Array & Hashing

72. Top K Frequent Elements

Given an integer array nums and an integer k, return the k most frequent elements. You may return the answer in any order.

Examples

Example 1

Input: nums = [1,1,1,2,2,3], k = 2
Output: [1,2]

Example 2

Input: nums = [1], k = 1
Output: [1]

Example 3

Input: nums = [1,2,1,2,1,2,3,1,3,2], k = 2
Output: [1,2]

Constraints

1 <= nums.length <= 10^5
-10^4 <= nums[i] <= 10^4
k is in the range [1, number of unique elements in nums]
It is guaranteed that the answer is unique

Dado un arreglo de enteros nums y un entero k, devuelve los k elementos mas frecuentes.
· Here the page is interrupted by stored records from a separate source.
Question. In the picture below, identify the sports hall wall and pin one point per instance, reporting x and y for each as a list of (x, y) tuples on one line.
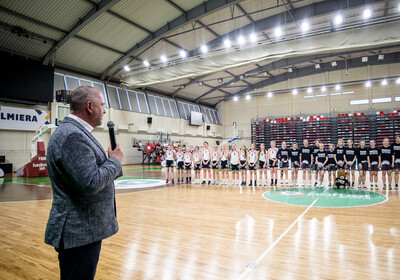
[(288, 105)]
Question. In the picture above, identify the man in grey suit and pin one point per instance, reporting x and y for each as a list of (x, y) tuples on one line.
[(83, 211)]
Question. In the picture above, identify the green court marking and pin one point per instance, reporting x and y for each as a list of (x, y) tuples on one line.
[(326, 197)]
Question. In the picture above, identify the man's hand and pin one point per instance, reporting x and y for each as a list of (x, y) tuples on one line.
[(116, 153)]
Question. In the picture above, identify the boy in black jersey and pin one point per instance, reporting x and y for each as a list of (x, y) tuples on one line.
[(385, 163), (373, 163), (362, 158), (331, 164), (306, 160), (315, 150), (396, 162), (283, 156), (350, 159), (294, 156)]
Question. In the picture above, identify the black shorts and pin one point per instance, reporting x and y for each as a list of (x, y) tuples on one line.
[(331, 167), (284, 164), (364, 166), (235, 167), (386, 167), (348, 167), (224, 164), (294, 165), (374, 167), (188, 166)]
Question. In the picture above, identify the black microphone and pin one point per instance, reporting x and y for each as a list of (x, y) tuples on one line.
[(110, 125)]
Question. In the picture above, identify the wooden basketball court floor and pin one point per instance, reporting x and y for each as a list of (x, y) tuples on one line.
[(208, 232)]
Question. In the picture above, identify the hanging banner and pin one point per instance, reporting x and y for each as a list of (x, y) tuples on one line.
[(12, 118)]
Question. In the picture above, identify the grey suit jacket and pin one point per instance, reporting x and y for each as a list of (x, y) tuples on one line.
[(83, 209)]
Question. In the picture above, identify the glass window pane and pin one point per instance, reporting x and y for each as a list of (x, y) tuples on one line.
[(123, 99), (134, 101), (142, 102), (72, 83), (113, 97)]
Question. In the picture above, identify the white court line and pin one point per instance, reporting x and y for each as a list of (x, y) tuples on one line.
[(248, 270)]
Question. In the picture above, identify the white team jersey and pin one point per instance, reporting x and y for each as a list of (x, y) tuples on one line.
[(215, 155), (170, 155), (179, 156), (188, 157), (272, 153), (263, 156), (252, 156), (234, 157), (224, 155), (206, 154)]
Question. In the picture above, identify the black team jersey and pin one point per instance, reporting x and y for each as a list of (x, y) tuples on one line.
[(294, 155), (350, 154), (283, 154), (362, 154), (306, 154), (386, 155), (340, 153), (373, 154)]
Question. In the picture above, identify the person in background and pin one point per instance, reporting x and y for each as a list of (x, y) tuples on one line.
[(373, 163), (197, 164), (262, 164), (283, 156), (273, 162), (224, 164), (331, 165), (206, 158), (350, 158), (252, 159), (243, 164), (188, 159), (170, 156), (396, 162), (234, 157), (180, 165), (294, 156), (306, 159), (83, 211), (386, 159), (362, 157), (216, 157), (315, 150), (320, 160)]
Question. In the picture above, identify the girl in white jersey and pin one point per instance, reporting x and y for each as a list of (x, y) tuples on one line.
[(234, 156), (273, 163), (243, 163), (196, 162), (179, 164), (252, 159), (188, 159), (206, 160), (262, 163), (216, 157), (224, 164), (170, 156)]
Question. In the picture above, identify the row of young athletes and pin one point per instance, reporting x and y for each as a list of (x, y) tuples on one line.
[(386, 158)]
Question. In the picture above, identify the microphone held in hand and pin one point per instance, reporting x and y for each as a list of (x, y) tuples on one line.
[(110, 125)]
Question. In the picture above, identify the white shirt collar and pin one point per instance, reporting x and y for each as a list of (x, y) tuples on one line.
[(87, 126)]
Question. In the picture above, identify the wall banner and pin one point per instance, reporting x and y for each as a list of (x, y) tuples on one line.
[(12, 118)]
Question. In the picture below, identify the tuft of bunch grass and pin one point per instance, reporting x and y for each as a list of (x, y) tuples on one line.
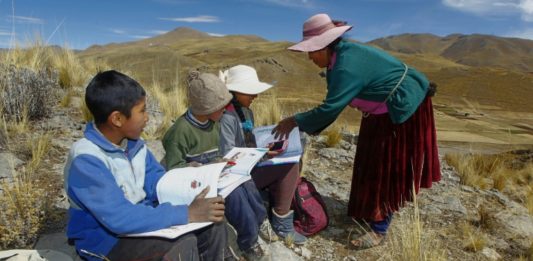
[(172, 104), (409, 241), (37, 56), (23, 204), (267, 110), (25, 93)]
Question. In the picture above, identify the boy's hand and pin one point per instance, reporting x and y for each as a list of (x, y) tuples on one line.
[(194, 164), (206, 209), (272, 154), (284, 127)]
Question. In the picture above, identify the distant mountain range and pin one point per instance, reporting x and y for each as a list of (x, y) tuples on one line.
[(473, 50), (481, 68)]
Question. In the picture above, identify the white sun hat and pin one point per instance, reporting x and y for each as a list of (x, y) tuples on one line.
[(243, 79)]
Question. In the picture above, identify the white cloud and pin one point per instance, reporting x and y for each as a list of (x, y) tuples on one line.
[(291, 3), (524, 34), (118, 31), (158, 32), (216, 35), (5, 33), (494, 7), (139, 36), (26, 19), (193, 19)]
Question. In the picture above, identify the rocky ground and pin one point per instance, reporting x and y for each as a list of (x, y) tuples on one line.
[(457, 222)]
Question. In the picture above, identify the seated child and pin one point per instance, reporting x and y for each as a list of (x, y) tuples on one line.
[(194, 139), (110, 180), (236, 128)]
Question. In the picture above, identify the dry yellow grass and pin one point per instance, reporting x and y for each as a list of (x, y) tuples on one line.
[(39, 145), (85, 112), (27, 201), (22, 205), (411, 241), (267, 110), (529, 199), (36, 56), (172, 104), (334, 136), (20, 126)]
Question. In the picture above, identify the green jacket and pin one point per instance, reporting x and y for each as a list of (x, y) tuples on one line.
[(367, 73), (185, 143)]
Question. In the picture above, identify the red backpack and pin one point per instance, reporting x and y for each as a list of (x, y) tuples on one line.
[(310, 213)]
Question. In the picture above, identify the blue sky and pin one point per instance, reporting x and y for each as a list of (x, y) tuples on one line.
[(83, 23)]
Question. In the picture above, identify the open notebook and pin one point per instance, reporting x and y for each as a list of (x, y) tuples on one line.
[(179, 187), (292, 153)]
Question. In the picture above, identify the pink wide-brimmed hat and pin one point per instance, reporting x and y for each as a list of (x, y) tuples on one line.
[(318, 32)]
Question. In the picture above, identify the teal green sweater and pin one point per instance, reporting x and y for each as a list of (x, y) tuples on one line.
[(185, 142), (367, 73)]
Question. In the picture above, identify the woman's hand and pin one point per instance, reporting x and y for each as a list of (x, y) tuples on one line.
[(204, 209), (284, 127)]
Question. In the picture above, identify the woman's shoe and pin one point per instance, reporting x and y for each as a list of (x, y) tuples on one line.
[(283, 227)]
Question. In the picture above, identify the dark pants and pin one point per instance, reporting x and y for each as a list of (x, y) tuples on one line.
[(204, 244), (245, 212), (281, 183)]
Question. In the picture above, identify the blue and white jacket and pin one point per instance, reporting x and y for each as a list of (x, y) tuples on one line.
[(112, 192)]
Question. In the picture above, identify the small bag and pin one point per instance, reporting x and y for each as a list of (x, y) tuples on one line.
[(310, 213)]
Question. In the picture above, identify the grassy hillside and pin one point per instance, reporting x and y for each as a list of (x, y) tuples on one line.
[(473, 50)]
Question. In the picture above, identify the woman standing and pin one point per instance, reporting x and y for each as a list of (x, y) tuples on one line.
[(397, 148)]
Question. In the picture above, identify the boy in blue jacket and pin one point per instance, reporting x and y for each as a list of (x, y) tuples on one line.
[(110, 180)]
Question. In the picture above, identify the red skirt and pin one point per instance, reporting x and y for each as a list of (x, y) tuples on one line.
[(391, 160)]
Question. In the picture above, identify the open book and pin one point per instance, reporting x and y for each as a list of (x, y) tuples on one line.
[(293, 152), (179, 187), (241, 161)]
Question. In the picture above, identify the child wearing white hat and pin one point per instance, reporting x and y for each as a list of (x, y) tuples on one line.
[(236, 131), (194, 140)]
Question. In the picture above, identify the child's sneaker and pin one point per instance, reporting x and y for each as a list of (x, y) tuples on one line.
[(266, 232), (255, 253)]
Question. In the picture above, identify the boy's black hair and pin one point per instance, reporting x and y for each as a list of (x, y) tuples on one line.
[(112, 91)]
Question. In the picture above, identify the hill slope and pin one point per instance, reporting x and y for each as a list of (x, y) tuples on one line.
[(455, 62), (473, 50)]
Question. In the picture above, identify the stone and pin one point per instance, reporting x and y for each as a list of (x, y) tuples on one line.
[(306, 253), (33, 255), (491, 254), (280, 252), (57, 242), (450, 203), (515, 226)]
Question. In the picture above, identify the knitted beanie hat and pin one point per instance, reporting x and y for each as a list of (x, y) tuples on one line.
[(207, 93)]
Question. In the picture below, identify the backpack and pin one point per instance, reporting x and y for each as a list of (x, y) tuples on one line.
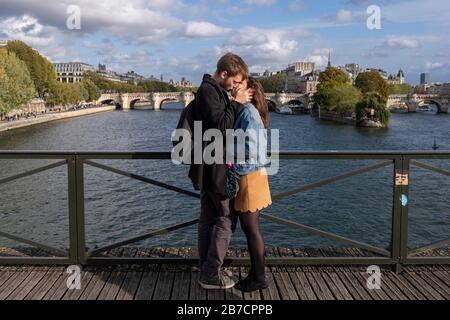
[(186, 122)]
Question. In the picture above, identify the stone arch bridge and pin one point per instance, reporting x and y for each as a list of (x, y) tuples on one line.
[(413, 101), (127, 101)]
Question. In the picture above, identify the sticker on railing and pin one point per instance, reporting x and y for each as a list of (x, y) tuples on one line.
[(404, 200), (401, 179)]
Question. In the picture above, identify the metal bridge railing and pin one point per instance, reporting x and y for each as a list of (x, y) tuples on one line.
[(398, 254)]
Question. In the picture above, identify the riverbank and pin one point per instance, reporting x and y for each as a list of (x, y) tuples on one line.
[(47, 117)]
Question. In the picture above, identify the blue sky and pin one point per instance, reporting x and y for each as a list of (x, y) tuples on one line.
[(184, 38)]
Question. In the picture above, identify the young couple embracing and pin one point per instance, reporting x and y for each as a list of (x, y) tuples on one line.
[(230, 99)]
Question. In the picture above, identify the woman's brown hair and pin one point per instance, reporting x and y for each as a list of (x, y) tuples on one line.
[(259, 100)]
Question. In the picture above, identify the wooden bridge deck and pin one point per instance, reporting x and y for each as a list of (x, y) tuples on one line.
[(179, 282)]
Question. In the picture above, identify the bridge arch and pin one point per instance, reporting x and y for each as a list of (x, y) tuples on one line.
[(296, 102), (165, 100), (438, 104), (136, 100), (272, 105), (110, 101)]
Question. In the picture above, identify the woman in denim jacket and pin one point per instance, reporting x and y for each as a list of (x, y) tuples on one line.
[(254, 193)]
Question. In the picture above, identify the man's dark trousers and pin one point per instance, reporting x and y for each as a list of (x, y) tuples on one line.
[(216, 225)]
Puedes devolver la respuesta en cualquier orden.

Ejemplos

Ejemplo 1

Entrada: nums = [1,1,1,2,2,3], k = 2
Salida: [1,2]

Ejemplo 2

Entrada: nums = [1], k = 1
Salida: [1]

Ejemplo 3

Entrada: nums = [1,2,1,2,1,2,3,1,3,2], k = 2
Salida: [1,2]

Restricciones

1 <= nums.length <= 10^5
-10^4 <= nums[i] <= 10^4
k esta en el rango [1, numero de elementos unicos en nums]
Se garantiza que la respuesta es unica

top_k_frequent_elements.py

from typing import Dict, List

k: int = 2  # Number of most frequent elements to find
nums: List[int] = [1, 1, 1, 2, 2, 3]
freq: List[List[int]] = [[] for i in range(len(nums) + 1)]
count: Dict[int, int] = {}

for num in nums:
    count[num] = 1 + count.get(num, 0)

# Apply Bucket Sort
for n, c in count.items():  # (1,3), (2,2), (3,1) -> number, frequency
    freq[c].append(n)  # freq = [[], [3], [2], [1], [], [], []]

res: List[int] = []
for i in range(len(freq) - 1, 0, -1):
    for n in freq[i]:
        res.append(n)
        if len(res) == k:
            print(res)
# <fixed>
# Used count[nums] instead of count[num] (the entire list instead of the loop variable).
# This caused TypeError: unhashable type: 'list'.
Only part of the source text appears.